Demek aklında yanlış kalmış. Hani bir şey dediydin sen, vali neden duymazmış?
Aynen bana söylediğin gibi söyle.”
Halil Ağa
kekeleyerek konuştu:
“Köylük yerinde
bizim dilimiz sağar demeye alışmıştır, paşam” dedi.
“Kusura kalma
gayri…”
Atatürk gülmeye
başladı:
“Diplomatsın
ki, yaman diplomatsın, Halil Ağa…
Ama şimdi
diplomatlık sırası değil, doğruyu konuşacağız…
Söyle bana,
orada dediğin gibi…”
Halil Ağa
gözünü yumup, başını yere eğdi:
“Şaşırmışım,
ağzımdan yanlışlıkla
‘Bırak bu
sağarı’ diye bir laf kaçırmışım…”
Sofrada
gülüşmeler başlamıştı.
“Hadi buna da
oldu diyelim. Geçelim gerisine:
“E, peki bir
Başvekil İsmet Paşa var, bilir misin?“
Halil Ağa İsmet
Paşa’nın yüzüne baktı ve gözlerini yere indirdi:
“Şanlı İsmet
Paşamız bilinmez olur mu hiç? O bugüne bugün…”
Atatürk Halil
Ağa’yı durdurdu.
“Bırak şimdi
övgüleri” dedi. “Ben lafın gerisini getireyim:
Tamam, öyleyse,
hemen her hafta İstanbul’a geliyor, Florya Köşkü’ne iniyor, köşk de şuracıkta.
Bir gün kapıda
bekleseydin de derdini dökseydin ona.
Herhalde bir
çaresini bulurdu.”
Halil Ağa yine
kaçamak yanıt verdi:
“Kapıya
koymazlar ya bizi, koysalar da şanlı paşamıza öküzümüzü mü yanacağız!”
Atatürk’ün sesi
iyice sertleşti:
“Beni
uğraştırma, Halil Ağa” dedi.
“Erkek adam
sözünü yalamaz.

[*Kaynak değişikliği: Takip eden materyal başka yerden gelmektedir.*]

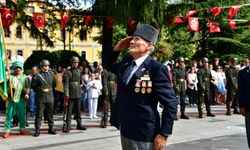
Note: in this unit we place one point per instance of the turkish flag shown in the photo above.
(189, 14)
(8, 17)
(233, 10)
(193, 23)
(64, 20)
(232, 23)
(131, 24)
(39, 20)
(177, 19)
(213, 27)
(87, 20)
(216, 11)
(110, 22)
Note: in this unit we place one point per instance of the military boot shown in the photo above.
(81, 127)
(104, 121)
(200, 114)
(228, 112)
(51, 130)
(209, 114)
(236, 111)
(67, 129)
(183, 116)
(37, 132)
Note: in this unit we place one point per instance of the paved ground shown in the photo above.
(219, 133)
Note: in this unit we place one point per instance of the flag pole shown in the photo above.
(6, 57)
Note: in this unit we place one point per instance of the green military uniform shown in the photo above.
(179, 83)
(204, 81)
(43, 84)
(16, 105)
(72, 90)
(108, 91)
(231, 86)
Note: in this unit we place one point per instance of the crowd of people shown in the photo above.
(132, 88)
(199, 83)
(47, 91)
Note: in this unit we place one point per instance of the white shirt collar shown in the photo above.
(140, 60)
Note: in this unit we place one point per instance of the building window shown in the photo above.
(31, 9)
(63, 34)
(33, 35)
(43, 9)
(83, 53)
(7, 33)
(19, 32)
(8, 53)
(20, 52)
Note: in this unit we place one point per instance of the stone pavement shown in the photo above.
(96, 138)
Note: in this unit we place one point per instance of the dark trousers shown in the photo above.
(212, 91)
(182, 96)
(204, 97)
(40, 111)
(192, 96)
(231, 99)
(74, 105)
(247, 121)
(58, 104)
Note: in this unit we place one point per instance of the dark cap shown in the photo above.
(147, 32)
(248, 52)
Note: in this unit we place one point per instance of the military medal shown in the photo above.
(137, 86)
(144, 84)
(149, 88)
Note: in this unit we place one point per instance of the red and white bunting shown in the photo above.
(39, 20)
(193, 24)
(233, 10)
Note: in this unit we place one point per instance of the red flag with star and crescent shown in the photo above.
(233, 10)
(216, 11)
(193, 24)
(232, 23)
(64, 20)
(213, 27)
(8, 17)
(189, 14)
(39, 20)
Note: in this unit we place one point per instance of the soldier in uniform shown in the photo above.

Ne dediysen, tıpkısını tekrarlayacaksın!”
Halil Ağa ürktü,
toparlandı. Başını yine yere gömüp konuştu:
“Şanlı Paşamıza
da sağar dedikti ya…”
“Yalnız sağar değil, ’sağarın sağarı’ değil miydi?”
Halil Ağa yere
eğik başını acıyla salladı:
“Öyle dedikti
paşam, doğrusun!” diyebildi.
Atatürk, İsmet
Paşa konusunda daha fazla ısrar etmedi, sözü kendine getirdi.
“Son soruyu
sorayım şimdi” dedi. “Bunun da karşılığını ver, öküzünü al git.”
“Koca yaz
şuracıkta Atatürk oturmuyor mu? Gitseydin, çıksaydın önüne, anlatsaydın halini.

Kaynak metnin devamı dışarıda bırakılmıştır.